Entre las restricciones confirmadas se encuentran el límite de visitas a un máximo de tres personas por vez, con una frecuencia de hasta dos veces por semana y una duración no superior a dos horas. Además, se denegó el retiro de la tobillera electrónica, considerada esencial para garantizar la efectividad de la detención.

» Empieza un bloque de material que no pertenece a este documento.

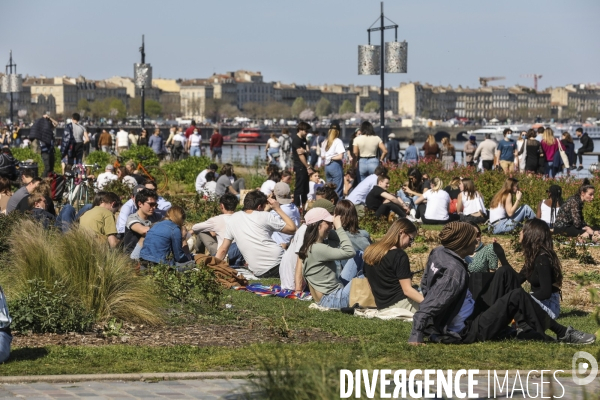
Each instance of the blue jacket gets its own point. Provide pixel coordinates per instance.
(161, 240)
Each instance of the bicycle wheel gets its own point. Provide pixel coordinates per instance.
(157, 175)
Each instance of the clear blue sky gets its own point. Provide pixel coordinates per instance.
(308, 41)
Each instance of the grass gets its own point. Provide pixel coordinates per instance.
(362, 343)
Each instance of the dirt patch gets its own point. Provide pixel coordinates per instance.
(195, 335)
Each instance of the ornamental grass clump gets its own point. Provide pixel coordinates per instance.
(100, 279)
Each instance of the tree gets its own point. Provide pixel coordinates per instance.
(347, 107)
(298, 106)
(372, 106)
(323, 108)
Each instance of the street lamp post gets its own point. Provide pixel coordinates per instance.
(373, 60)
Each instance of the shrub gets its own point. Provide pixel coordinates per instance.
(194, 285)
(143, 154)
(42, 309)
(102, 280)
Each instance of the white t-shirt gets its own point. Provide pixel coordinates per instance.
(195, 140)
(437, 204)
(287, 268)
(267, 187)
(216, 224)
(337, 147)
(360, 192)
(252, 233)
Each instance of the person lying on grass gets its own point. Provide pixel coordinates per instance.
(448, 313)
(387, 268)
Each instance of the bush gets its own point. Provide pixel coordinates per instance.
(98, 157)
(143, 154)
(102, 280)
(194, 285)
(42, 309)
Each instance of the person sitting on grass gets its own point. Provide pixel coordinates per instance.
(505, 215)
(542, 267)
(165, 238)
(470, 205)
(434, 205)
(387, 268)
(139, 223)
(383, 202)
(570, 222)
(448, 313)
(252, 229)
(5, 334)
(101, 219)
(548, 208)
(319, 261)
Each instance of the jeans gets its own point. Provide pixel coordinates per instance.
(367, 166)
(334, 173)
(551, 305)
(5, 340)
(508, 224)
(550, 169)
(195, 151)
(341, 297)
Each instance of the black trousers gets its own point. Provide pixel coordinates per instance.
(301, 189)
(48, 159)
(385, 209)
(498, 302)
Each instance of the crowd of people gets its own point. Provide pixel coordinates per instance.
(310, 237)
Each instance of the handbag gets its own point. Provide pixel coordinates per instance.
(361, 294)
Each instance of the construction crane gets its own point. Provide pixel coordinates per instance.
(535, 78)
(483, 81)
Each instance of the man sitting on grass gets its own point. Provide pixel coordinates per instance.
(252, 229)
(450, 314)
(382, 202)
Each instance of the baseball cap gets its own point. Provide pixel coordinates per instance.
(317, 214)
(282, 193)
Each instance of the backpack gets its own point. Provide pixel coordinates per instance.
(58, 185)
(286, 144)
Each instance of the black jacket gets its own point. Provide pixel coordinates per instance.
(444, 285)
(587, 144)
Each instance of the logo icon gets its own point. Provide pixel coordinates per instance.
(581, 368)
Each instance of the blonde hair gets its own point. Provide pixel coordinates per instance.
(548, 137)
(375, 252)
(436, 184)
(331, 136)
(176, 214)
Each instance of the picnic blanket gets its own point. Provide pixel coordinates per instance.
(276, 291)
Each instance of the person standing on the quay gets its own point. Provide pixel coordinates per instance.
(301, 167)
(216, 146)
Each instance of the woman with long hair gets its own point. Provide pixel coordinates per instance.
(448, 153)
(165, 238)
(365, 148)
(548, 208)
(436, 211)
(470, 205)
(542, 267)
(318, 260)
(569, 220)
(431, 150)
(550, 147)
(387, 267)
(506, 215)
(332, 153)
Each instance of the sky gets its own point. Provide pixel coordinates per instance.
(308, 41)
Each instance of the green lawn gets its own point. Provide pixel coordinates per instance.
(364, 344)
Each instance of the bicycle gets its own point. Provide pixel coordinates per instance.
(80, 185)
(153, 172)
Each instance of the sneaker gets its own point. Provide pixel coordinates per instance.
(573, 336)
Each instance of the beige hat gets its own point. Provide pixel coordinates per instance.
(282, 193)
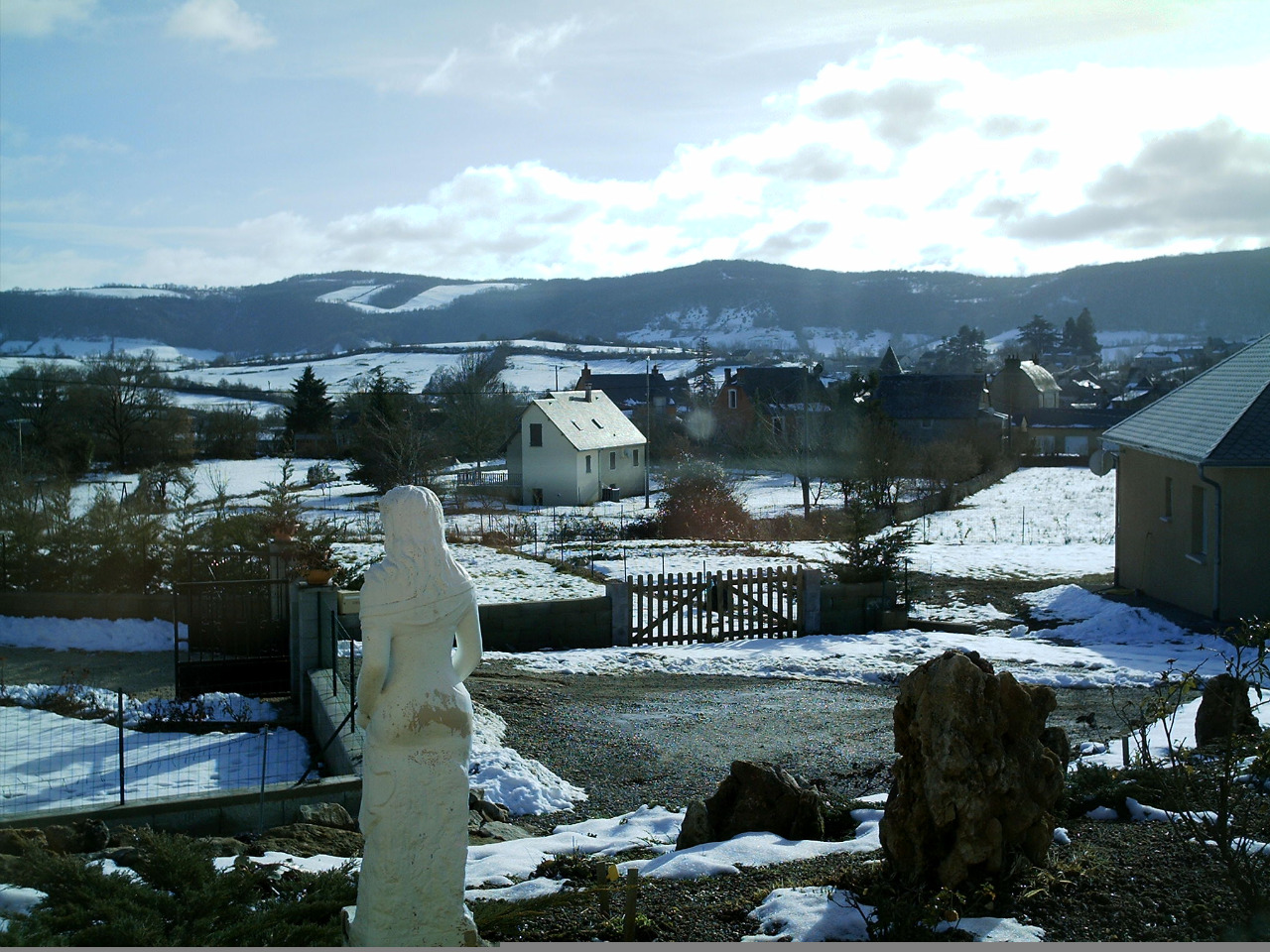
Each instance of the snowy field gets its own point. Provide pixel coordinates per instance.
(1048, 524)
(535, 372)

El juez Hornos enfatizó que basar decisiones en la notoriedad pública o el rol institucional previo del condenado no justifica excepciones, subrayando la necesidad de controles estrictos para evitar fugas o irregularidades.
El disidente, el juez Mariano Borinsky, votó a favor de retirar la tobillera y permitir acceso irrestricto a la terraza por razones de salud, argumentando que las restricciones afectan el derecho a la intimidad y que, dada la custodia policial permanente y el perfil público de Fernández de Kirchner, el monitoreo electrónico resulta innecesario. Esta decisión se enmarca en la condena de seis años por la causa Vialidad, donde se le imputa administración fraudulenta en perjuicio del Estado, con una deuda pendiente de devolución de más de 684 mil millones de pesos.
La resolución ha generado un amplio debate sobre la aplicación de la ley a figuras políticas de alto perfil, recordando casos históricos como el de Carlos Menem, quien también cumplió arresto domiciliario. Mientras tanto, simpatizantes y críticos continúan movilizados, con concentraciones frente al domicilio de la expresidenta en busca de mayor visibilidad para su situación.